Smurfing" is an example of a money laundering technique.
Examples
Cashing up
A business taking large amounts of small change each week (e.g. a
convenience store) needs to deposit that money in a bank. If its deposits vary greatly for no obvious reason this can draw suspicion; but if the transactions are regular and roughly the same the suspicion is easily discounted. This is the basis of all money laundering, a track record of depositing clean money before slipping through dirty money.
In the United States, for example, cash transactions and deposits of more than $10,000 must be reported by the cashier (the bank etc) as "significant cash transactions" to the Financial Crimes Enforcement Network
FinCEN, with any other suspicious financial activity identified as "
suspicious activity reports" (SARs).
In other jurisdictions suspicion-based requirements may be placed on financial services employees and firms to report suspicious activity to the authorities.
Captive business
Another method is to start a business whose cash inflow cannot be monitored, and funnel the small change into it and pay taxes on it. But all bank employees are trained to be constantly on the lookout for transactions that seem to be trying to get around reporting requirements. To avoid suspicion, shell companies should deal directly with the public, perform some service (not provide physical goods), and have a business that reasonably would accept cash as a matter of course. Dealing directly with the public in cash gives a plausible reason for not having a record of customers.
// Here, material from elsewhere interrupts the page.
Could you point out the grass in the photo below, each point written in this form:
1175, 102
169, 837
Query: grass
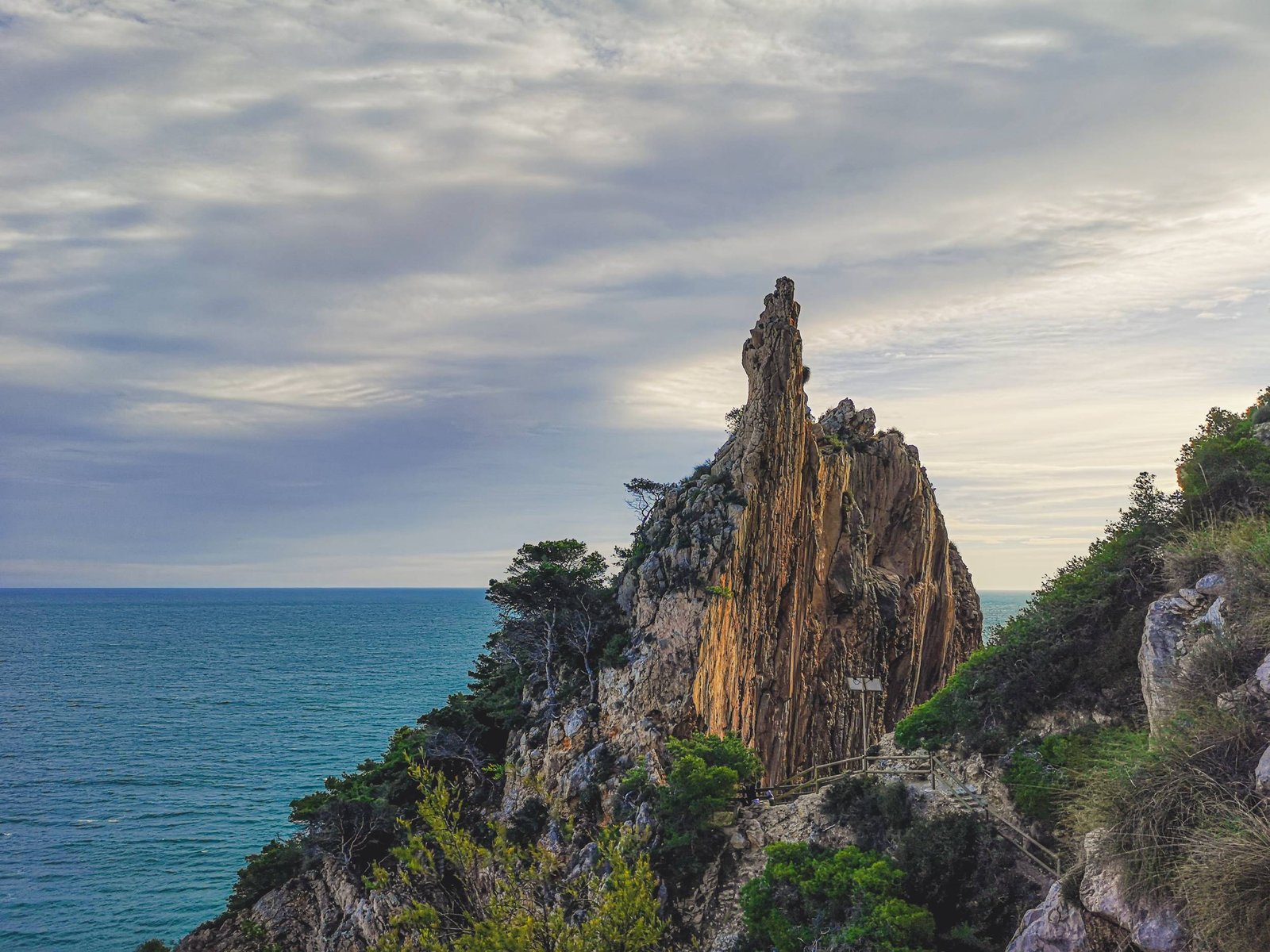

For example, it is quite reasonable to think that a hairstylist is paid in cash and, even if she knows her customer's names, does not know their bank details. A record of a haircut must ostensibly be accepted as
prima facie evidence. Service businesses have the advantage of the anonymity of resources but the disadvantage that they must deal in cash. A business that sells computers has to account for the computers, whereas the hairstylist does not have to produce the cut hair, but the receipt for the computer, even if inflated, exists that for the haircut probably does not. It is of course also possible to invent customers, purely for the purpose of accepting money from them.